Bei der Präsentation seiner Zahlen hat Rocket Internet erneut steigende Umsätze, aber auch Verluste gemeldet. Was noch wichtig war.

Eine schlechte Nachricht gibt es von Helpling: Das Start-up entlässt 20 Prozent seiner Belegschaft in vier Ländern – innerhalb von 18 Monaten. Der Putzvermittlungsdienst zieht sich aus Brasilien, Schweden, Spanien und Kanada zurück, gehen müssen aber auch Mitarbeiter aus anderen Ländern.  „Die Restrukturierung betrifft nicht nur Mitarbeiter aus den jeweiligen Ländern, sondern aus der gesamten Organisation“, sagte Gründer Benedikt Franke der Gründerszene. Das passt so gar nicht zu der Expansionsstrategie, die das Start-up in den vergangenen Monat vorangetrieben hat. Zuletzt wurde der britische Konkurrent Hassle übernommen. Die Berliner sollen für den Konkurrenten 32 Millionen Euro hingeblättert haben, berichtet das Onlineportal „Tech.eu“ damals. „Unser Ziel ist es, in unseren etablierten Märkten die klare Nummer eins zu sein“, so der Helpling-Chef damals auf Nachfrage.

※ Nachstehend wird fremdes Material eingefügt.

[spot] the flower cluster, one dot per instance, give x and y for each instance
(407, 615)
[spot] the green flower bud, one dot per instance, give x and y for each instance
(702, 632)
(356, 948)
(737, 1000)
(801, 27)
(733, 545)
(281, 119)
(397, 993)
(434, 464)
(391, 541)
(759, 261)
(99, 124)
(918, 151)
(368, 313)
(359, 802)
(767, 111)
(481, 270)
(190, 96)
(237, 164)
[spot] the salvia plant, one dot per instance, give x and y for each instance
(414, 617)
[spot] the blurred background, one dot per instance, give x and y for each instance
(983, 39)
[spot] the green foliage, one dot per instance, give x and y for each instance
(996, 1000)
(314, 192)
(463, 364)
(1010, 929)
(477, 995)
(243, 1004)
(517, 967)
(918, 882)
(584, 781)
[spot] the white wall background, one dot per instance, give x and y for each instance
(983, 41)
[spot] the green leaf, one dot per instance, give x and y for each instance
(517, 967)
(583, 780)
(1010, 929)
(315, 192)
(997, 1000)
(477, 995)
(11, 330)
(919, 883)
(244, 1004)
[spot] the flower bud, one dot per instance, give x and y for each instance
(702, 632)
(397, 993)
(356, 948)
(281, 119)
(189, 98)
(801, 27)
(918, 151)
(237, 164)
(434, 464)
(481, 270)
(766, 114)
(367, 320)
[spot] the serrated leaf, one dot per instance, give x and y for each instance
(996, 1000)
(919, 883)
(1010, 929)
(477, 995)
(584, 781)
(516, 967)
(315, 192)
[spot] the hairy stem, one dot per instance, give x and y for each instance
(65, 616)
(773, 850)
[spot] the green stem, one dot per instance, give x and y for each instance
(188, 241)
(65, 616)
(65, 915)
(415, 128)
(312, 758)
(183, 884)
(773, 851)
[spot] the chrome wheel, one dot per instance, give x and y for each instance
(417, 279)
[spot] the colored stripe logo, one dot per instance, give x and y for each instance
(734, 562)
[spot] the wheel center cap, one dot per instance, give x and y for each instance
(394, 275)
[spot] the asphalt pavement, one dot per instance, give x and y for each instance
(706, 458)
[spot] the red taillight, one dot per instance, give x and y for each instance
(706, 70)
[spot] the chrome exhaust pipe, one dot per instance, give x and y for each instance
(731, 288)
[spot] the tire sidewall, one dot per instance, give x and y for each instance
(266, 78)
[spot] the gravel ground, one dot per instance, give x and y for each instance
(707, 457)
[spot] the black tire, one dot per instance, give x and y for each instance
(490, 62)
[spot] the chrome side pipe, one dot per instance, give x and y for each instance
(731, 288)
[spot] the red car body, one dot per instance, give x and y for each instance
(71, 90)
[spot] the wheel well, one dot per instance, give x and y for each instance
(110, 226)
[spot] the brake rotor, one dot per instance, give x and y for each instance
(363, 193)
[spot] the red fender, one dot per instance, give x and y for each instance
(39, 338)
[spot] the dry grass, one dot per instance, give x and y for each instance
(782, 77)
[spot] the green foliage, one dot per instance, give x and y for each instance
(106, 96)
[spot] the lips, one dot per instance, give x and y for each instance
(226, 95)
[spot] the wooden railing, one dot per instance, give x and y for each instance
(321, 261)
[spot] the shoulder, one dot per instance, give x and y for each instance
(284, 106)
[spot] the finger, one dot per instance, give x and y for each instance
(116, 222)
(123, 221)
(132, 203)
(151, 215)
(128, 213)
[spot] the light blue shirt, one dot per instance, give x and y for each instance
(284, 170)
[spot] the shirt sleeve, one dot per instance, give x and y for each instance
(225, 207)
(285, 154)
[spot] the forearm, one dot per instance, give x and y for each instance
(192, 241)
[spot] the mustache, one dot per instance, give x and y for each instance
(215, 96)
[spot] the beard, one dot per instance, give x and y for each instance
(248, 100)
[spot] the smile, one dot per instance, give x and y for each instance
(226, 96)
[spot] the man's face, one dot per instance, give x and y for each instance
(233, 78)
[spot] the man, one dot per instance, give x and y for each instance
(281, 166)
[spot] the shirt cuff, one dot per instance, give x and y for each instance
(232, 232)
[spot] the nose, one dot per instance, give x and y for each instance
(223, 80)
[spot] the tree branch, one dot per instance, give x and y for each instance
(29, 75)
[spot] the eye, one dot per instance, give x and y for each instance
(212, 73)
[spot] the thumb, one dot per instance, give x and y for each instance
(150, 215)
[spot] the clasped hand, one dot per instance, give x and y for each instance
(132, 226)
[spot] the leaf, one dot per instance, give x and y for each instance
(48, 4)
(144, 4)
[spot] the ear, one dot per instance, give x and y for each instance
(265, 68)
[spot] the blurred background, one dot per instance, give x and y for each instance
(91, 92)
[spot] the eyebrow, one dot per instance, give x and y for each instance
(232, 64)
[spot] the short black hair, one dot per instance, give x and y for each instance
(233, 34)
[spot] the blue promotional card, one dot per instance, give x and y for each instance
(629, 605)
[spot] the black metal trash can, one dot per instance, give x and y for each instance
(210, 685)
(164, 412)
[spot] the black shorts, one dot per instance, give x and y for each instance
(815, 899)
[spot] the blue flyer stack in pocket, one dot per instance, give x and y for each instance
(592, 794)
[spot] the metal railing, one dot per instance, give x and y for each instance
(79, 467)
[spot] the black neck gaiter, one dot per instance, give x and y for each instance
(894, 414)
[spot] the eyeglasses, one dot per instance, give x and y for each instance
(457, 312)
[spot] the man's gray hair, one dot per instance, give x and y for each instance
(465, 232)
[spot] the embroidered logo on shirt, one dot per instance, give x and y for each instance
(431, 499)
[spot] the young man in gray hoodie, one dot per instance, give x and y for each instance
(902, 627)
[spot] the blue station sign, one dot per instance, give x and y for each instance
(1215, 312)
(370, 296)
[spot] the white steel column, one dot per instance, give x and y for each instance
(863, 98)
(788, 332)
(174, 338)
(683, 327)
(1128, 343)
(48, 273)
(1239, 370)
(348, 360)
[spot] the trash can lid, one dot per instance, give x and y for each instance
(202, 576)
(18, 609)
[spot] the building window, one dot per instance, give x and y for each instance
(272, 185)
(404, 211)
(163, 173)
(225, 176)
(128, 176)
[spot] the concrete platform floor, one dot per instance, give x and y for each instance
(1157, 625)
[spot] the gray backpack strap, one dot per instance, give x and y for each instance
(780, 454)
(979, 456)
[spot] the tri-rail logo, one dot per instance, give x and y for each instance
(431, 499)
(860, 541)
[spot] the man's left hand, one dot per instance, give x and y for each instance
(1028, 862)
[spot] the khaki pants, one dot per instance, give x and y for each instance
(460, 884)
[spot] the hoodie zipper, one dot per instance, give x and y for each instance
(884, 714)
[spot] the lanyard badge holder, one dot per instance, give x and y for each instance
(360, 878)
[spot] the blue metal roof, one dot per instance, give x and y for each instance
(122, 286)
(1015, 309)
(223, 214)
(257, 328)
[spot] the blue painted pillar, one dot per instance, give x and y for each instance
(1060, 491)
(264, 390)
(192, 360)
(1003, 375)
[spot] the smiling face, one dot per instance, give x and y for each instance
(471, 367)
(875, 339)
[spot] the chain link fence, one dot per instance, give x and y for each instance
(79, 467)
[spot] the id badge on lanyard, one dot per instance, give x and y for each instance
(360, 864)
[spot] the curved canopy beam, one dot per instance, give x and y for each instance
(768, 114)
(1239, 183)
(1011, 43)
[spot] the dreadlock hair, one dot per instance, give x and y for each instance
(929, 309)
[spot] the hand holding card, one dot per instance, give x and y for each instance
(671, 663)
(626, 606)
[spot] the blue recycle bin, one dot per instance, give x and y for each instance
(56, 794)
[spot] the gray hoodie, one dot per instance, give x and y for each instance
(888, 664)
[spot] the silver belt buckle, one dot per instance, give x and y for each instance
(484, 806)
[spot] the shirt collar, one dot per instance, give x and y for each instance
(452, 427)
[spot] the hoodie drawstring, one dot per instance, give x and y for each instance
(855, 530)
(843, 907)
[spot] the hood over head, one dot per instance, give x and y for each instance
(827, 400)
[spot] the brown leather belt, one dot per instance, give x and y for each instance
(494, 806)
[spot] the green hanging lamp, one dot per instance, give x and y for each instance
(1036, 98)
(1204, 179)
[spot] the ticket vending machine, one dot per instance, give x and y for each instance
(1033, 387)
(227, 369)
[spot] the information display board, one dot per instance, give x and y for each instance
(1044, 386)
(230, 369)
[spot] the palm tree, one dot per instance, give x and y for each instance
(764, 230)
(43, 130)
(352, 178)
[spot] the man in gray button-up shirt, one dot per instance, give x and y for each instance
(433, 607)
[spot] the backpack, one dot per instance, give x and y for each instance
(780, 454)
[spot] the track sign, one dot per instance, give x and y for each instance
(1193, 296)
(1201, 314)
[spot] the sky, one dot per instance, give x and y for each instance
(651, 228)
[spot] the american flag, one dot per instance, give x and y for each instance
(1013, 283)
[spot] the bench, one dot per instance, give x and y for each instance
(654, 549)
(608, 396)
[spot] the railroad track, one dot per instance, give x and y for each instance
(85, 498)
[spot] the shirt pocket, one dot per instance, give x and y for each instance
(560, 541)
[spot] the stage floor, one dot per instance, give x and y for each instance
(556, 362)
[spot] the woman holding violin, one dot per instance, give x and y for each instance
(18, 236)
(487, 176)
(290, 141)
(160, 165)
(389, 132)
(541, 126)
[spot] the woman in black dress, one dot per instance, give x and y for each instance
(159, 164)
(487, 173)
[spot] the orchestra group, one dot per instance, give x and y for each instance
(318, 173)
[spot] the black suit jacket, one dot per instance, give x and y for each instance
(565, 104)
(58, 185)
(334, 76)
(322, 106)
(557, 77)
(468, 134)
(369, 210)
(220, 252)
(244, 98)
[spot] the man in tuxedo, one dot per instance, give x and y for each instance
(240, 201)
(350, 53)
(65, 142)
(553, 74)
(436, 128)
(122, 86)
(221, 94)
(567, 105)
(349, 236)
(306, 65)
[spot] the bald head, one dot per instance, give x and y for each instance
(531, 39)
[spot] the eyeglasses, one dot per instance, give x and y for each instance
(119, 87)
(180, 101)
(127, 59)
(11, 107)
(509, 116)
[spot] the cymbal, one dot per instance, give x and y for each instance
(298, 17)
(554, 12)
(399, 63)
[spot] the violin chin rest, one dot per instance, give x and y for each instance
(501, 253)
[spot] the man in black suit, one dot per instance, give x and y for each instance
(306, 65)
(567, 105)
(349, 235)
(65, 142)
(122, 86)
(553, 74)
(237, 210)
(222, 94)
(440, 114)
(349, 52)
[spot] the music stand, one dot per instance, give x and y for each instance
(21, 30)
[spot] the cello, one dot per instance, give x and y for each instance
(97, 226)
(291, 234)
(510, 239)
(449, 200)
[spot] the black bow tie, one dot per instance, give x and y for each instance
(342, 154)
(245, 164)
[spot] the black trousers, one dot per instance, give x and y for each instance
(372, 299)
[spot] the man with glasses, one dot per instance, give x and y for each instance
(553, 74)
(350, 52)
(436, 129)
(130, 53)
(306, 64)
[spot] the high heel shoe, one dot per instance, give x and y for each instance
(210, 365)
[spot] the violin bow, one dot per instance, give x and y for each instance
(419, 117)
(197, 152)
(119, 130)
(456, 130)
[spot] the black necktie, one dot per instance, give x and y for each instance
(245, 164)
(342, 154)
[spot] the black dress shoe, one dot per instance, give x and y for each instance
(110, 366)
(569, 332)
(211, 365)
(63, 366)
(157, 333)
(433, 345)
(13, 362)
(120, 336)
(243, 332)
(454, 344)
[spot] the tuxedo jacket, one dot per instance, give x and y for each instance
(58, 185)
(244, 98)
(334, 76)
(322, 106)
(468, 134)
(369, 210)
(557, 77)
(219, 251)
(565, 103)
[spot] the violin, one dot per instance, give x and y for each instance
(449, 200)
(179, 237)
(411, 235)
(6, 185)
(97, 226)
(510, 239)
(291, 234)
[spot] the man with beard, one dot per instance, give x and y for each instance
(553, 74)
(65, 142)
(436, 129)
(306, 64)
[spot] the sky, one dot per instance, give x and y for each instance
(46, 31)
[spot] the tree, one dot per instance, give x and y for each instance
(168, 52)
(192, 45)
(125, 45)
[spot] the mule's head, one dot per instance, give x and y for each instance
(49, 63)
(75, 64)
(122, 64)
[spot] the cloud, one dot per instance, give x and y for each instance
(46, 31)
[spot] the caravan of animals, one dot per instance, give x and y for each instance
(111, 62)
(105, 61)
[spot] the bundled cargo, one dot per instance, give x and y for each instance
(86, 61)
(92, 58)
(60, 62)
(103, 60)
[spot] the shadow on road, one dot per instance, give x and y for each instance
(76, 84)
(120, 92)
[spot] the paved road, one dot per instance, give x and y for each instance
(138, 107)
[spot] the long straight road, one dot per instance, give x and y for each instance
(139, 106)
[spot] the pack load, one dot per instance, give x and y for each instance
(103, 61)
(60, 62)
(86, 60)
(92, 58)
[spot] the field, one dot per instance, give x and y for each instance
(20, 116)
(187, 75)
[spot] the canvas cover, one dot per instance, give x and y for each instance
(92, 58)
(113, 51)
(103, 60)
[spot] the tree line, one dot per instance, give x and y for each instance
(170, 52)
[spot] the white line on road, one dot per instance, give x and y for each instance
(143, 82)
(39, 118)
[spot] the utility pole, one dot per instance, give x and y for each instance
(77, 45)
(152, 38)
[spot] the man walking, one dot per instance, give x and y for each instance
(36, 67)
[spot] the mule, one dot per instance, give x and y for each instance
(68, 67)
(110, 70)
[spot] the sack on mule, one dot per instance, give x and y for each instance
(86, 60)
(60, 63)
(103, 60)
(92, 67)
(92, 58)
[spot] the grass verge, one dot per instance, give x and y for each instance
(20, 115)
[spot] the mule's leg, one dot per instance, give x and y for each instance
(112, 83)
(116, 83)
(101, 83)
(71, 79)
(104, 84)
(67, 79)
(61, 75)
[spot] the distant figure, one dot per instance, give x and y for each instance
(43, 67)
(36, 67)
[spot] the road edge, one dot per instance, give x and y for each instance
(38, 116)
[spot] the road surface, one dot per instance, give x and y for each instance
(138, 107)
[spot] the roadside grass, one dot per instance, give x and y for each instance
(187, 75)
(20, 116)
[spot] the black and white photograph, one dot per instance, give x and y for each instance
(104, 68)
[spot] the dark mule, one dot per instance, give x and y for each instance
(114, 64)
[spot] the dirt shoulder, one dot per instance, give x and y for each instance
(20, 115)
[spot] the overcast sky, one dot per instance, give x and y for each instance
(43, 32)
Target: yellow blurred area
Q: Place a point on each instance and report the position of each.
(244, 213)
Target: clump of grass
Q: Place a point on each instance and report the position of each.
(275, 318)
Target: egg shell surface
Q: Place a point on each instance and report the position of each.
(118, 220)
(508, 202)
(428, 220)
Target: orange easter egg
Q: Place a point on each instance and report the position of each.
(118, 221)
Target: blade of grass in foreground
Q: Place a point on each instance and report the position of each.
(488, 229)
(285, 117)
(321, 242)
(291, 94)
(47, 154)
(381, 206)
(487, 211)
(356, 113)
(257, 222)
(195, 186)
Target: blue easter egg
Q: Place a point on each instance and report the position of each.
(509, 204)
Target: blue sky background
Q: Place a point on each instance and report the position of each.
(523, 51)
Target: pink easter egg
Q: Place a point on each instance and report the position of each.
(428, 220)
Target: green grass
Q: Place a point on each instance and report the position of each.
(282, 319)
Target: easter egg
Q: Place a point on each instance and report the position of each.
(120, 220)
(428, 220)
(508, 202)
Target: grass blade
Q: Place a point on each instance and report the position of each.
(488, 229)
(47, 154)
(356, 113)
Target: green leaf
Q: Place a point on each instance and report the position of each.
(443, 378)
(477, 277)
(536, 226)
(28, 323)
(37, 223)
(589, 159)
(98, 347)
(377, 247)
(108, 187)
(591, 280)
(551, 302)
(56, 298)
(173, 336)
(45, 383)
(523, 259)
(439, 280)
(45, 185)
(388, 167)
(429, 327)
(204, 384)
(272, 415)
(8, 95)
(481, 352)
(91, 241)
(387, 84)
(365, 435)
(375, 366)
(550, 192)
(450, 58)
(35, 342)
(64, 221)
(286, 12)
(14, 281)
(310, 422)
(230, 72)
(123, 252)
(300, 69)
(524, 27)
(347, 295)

Und noch eine weitere Nachricht aus dem Hause Rocket Internet: Am Mittwoch meldete der Inkubator erneut steigende Umsätze, aber auch steigende Verluste für seine Start-ups. Trotzdem bleibt Rocket Internet optimistisch. Die Nachricht waren aber gar nicht die Zahlen, sondern neun Ziele, die sich die Samwer-Brüder gesteckt haben: Neben Versprechen wie mehr Transparenz versicherte Rocket Internet auch, dass der Verlust-Zenit der sogenannten „Proven Winners“ in diesem Jahr erreicht wird und, dass drei Start-ups binnen der nächsten 24 Monate die schwarze Null erreichen würden. Wahrscheinlich werden künftig noch weitere Start-ups von Rocket den Titel “Einhörner” tragen, also mit mehr als einer Milliarde US-Dollar bewertet sein, bislang sind das Home24, Delivery Hero, Hello Fresh und Rocket Internet selbst.